これだけの曲数をこなしてもなお、暴れることをやめないフロアーに応えるかのように始まったのは「呪殺」。
逆ダイブが何度も繰り返される。メンバーも代わる代わるお立ち台に立ち、フロアーに呼びかける。熱量はどんどん増してゆく。

『渋谷、これが本当のラストです』
MeteoroiDとして最後に届けられたのは、ヴィジュアル系シーンに多くの衝撃を巻き起こした「平成の“ヤミ”をお掃除しましょう」。
こんなに大きなコーラスは聞いたことがないくらいの声でファンが叫ぶ。
終わりを惜しむように、そしてこれまでの想いをすべてぶちまけるように。何度も何度も繰り返し叫び、次第にその声はステージの5人の音と一つに混ざり合っていく。

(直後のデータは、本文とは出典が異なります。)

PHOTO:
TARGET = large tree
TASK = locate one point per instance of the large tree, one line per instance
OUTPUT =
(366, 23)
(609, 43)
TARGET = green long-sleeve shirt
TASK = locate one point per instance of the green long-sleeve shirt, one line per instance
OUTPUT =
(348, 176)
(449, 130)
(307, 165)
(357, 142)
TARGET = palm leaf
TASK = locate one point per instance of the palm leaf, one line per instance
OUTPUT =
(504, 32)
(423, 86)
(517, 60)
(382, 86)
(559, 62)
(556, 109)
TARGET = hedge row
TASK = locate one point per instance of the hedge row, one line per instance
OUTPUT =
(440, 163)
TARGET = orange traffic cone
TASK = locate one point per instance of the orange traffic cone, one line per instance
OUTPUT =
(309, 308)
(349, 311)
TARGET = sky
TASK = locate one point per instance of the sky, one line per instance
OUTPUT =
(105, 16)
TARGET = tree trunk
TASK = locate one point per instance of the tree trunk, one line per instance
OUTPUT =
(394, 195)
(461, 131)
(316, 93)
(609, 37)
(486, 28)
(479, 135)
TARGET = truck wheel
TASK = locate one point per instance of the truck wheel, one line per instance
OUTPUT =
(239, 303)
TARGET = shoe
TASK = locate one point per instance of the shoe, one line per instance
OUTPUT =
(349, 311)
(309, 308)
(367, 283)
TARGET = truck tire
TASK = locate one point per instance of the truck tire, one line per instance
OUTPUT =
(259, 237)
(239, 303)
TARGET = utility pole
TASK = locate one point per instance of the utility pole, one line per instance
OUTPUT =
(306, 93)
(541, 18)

最後の最後で、他のどこのライヴハウスでも見たことのないほどの一体感が生まれ、5人とファンの手で作り上げたMeteoroiDという一つのバンドは、最高の形で終わりを迎えた。

彼らの言葉を借りれば、“ブスでバカで何の取り柄もない”なんて、時には自分を卑下したり、環境を悲観したり、自分を追い詰めてしまう、そんな現代のバンギャと呼ばれる人々。
そんな彼女たち、そして彼らの音と生き様に惚れた男性ファン、彼らたちも、きっと居場所を見つけられたのではないだろうか。集まったたくさんの人たちに啓示された居場所は、間違いなく、あの瞬間のあの場所だった。
MeteoroiDがくれたものは、きっとこれからもそれぞれの胸の中で輝き続ける。永遠に燃え尽きることのない“流星”のように。